Re: Syntax and semantics from W. E. Perry on 2000-05-16 (xml-uri@w3.org from May 2000)

From: W. E. Perry <wperry@fiduciary.com>
Date: Tue, 16 May 2000 16:53:33 -0400
To: Paul Prescod <paul@prescod.net>, xml-uri@w3.org
Message-ID: <3921B54C.3A2B86F8@fiduciary.com>
Paul Prescod wrote:

> A few questions:

Exactly the right questions!

>  * can you define semantics?

In the terms of late 20th century critical theory:  that signified; or more fully, the body
of content which is the product of the signifier's inherent function. In Aristotelian terms:
the substance or stuff of meaning, beyond the mere arrangement (syntattica) of its
expression. The two views are actually not that far apart, particularly if you accept my
opinion that in both of them it is a function, a process (see below on behavior) which
elaborates semantics from syntax.

>  * In what sense does XML not have semantics?

The specification of XML 1.0 stays admirably focussed on delineating the syntax. With few
exceptions (and in my reading most of those are to support 'legacy' features and SGML
compatability--most notably the DTD itself), the spec avoids assigning various of the
syntactically permissible possibilities to the expression of respective meanings.

> Isn't the interpretation
> of less-than symbols and ampersands as an annotated, tree-structured,
> information set the "semantic content" of XML?

As an 'information set' (and most especially as the Infoset) it most certainly is. Nothing in
the XML 1.0 spec mandates a canonical infoset or a tree structure. As I have argued at length
elsewhere, imposing either the infoset or the tree structure view upon XML syntax, as
specified, greatly and gratuitously curtails the expressive and functional possibilities
inherent in the syntax alone.

> Can any useful language,
> or meta-language, or meta-meta-language be entirely devoid of semantics?

As your example above indicates, there will always be some small semantic content in the
choice of, for example, less-than symbols rather than curly braces, or ampersands rather than
hashmarks.

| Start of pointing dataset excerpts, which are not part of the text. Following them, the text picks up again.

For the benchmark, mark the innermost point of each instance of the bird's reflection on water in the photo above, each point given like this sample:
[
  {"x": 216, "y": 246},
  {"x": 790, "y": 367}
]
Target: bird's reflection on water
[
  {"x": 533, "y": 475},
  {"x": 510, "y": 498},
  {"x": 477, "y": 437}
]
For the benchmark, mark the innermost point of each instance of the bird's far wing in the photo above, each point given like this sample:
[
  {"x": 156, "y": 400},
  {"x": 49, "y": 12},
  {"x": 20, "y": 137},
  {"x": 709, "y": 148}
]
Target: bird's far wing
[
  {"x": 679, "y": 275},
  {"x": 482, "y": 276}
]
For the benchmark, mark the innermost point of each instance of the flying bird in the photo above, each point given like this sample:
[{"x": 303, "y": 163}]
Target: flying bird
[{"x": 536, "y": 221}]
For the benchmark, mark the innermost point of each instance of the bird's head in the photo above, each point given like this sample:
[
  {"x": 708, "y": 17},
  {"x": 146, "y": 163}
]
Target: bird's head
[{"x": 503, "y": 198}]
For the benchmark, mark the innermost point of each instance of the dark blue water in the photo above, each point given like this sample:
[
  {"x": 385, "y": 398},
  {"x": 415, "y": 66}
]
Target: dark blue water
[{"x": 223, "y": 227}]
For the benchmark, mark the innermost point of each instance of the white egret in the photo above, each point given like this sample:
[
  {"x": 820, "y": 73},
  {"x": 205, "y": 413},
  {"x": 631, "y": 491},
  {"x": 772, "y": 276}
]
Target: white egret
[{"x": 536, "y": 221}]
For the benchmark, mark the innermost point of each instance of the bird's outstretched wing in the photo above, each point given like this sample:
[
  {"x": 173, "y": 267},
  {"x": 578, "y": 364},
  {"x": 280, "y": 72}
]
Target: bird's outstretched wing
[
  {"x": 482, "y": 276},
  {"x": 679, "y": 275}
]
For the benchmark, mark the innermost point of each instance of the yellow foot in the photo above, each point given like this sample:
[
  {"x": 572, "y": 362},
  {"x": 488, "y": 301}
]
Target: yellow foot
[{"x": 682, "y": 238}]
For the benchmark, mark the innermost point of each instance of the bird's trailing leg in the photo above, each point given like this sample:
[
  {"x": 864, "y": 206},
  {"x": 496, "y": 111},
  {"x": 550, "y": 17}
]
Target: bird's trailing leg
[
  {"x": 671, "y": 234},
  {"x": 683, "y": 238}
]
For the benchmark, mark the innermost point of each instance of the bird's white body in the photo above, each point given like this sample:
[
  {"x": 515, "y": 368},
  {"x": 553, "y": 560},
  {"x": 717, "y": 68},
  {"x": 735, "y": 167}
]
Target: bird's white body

Those choices can be limited to the minimum logistic requirements of orthography,
particularly when a syntactical specification is restrained, or silent, on assigning them any
significance beyond the orthographic. (de minimis non curat [spec])

>  * if semantics are entirely local, then does Microsoft have the right
> to interpet the "a" element type in xhtml as meaning "archive" and the
> "b" as meaning "Beethoven"?

Absolutely, if they can implement desirable behavior from a process by so assuming.

> If they write a web browser that archives
> any link you click on and play's music for bold, will you defend them on
> the basis that semantics are local?

No. If I want that behavior I will buy their software or use their process (or to use Tim
Bray's terminology, dispatch to it from my local node).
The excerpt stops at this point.